What is the geometric structure of the set \(A = \{\ell_{\alpha} \; | \; \alpha \in \mathbb{R}\}\) ?

For which of these sets \(A\) is \(f\) \(\mathbb{C}\)-differentiable at \(z_0\)?

### Answers

The real-differentiability of \(f\) at \(z_0\) provides \[ f(z_0 + re^{i\alpha}) = f(z_0) + df_{z_0}(re^{i\alpha}) + \epsilon_{z_0}(re^{i\alpha}) |r| \] where \(\lim_{h \to 0} \epsilon_{z_0}(h) = 0\). Therefore, \[ \frac{f(z_{r,\alpha}) - f(z_0)}{z_{r,\alpha} - z_0} = (re^{i\alpha})^{-1}(df_{z_0}(re^{i\alpha}) + \epsilon_{z_0}(re^{i\alpha})|r|). \] Using the \(\mathbb{R}\)-linearity of \(df_{z_0}\), we get \[ \frac{f(z_{r,\alpha}) - f(z_0)}{z_{r,\alpha} - z_0} = e^{-i\alpha}df_{z_0}(e^{i\alpha}) + \epsilon_{z_0,\alpha}(r) \] for some function \(\epsilon_{z_0,\alpha}\) such that \(\lim_{r \to 0} \epsilon_{z_0,\alpha}(r) = 0\). Hence, the limit that defines \(\ell_{\alpha}\) exists and \[ \ell_{\alpha} = e^{-i\alpha}df_{z_0}(e^{i\alpha}). \]

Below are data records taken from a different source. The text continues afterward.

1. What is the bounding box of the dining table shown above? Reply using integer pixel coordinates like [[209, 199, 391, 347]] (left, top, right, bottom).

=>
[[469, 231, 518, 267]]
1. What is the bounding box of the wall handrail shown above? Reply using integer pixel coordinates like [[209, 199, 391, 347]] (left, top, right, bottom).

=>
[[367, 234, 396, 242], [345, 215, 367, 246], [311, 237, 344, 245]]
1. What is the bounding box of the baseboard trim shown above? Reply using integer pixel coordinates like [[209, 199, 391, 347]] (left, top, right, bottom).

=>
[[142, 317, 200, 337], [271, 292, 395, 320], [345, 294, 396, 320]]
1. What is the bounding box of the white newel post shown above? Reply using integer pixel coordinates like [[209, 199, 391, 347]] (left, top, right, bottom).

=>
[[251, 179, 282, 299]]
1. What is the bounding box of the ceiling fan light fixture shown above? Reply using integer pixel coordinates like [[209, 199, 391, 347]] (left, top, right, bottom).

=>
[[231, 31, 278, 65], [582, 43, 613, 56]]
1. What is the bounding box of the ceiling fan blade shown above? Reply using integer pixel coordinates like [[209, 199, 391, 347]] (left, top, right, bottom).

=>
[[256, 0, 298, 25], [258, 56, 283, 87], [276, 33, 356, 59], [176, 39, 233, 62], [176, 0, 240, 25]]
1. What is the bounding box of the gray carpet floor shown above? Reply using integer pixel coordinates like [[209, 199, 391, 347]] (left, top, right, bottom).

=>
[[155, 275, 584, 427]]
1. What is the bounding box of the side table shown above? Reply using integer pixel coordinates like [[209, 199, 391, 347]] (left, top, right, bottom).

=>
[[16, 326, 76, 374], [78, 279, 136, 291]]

For every real number \(\alpha\), we have \[ \ell_{\alpha} = e^{-i\alpha} \left( \frac{\partial f}{\partial x}(z_0) \cos \alpha + \frac{\partial f}{\partial y}(z_0) \sin \alpha \right). \] Hence, if we use the equations \[ \cos \alpha = \frac{e^{i\alpha} + e^{-i\alpha}}{2}, \; \sin \alpha = \frac{e^{i\alpha} - e^{-i\alpha}}{2i}, \; \] we obtain \[ \ell_{\alpha} = \frac{1}{2} \left( \frac{\partial f}{\partial x}(z_0) + \frac{1}{i}\frac{\partial f}{\partial y}(z_0) \right) + \frac{1}{2} \left( \frac{\partial f}{\partial x}(z_0) - \frac{1}{i}\frac{\partial f}{\partial y}(z_0) \right)e^{-i2\alpha}. \] Therefore, the set \(A = \{\ell_{\alpha} \; | \; \alpha \in \mathbb{R}\}\) is a circle centered on \[ c = \frac{\partial f}{\partial x}(z_0) + \frac{1}{i}\frac{\partial f}{\partial y}(z_0) \] whose radius is \[ r = \left| \frac{\partial f}{\partial x}(z_0) - \frac{1}{i}\frac{\partial f}{\partial y}(z_0) \right|. \]

The function \(f\) is complex-differentiable at \(z_0\) if and only if the Cauchy-Riemann equation \[ \frac{\partial f}{\partial x}(z_0) = \frac{1}{i}\frac{\partial f}{\partial y}(z_0) \] is met, which happens exactly when the radius of the circle \(A\) is zero, that is, when \(A\) is a single point in the complex plane.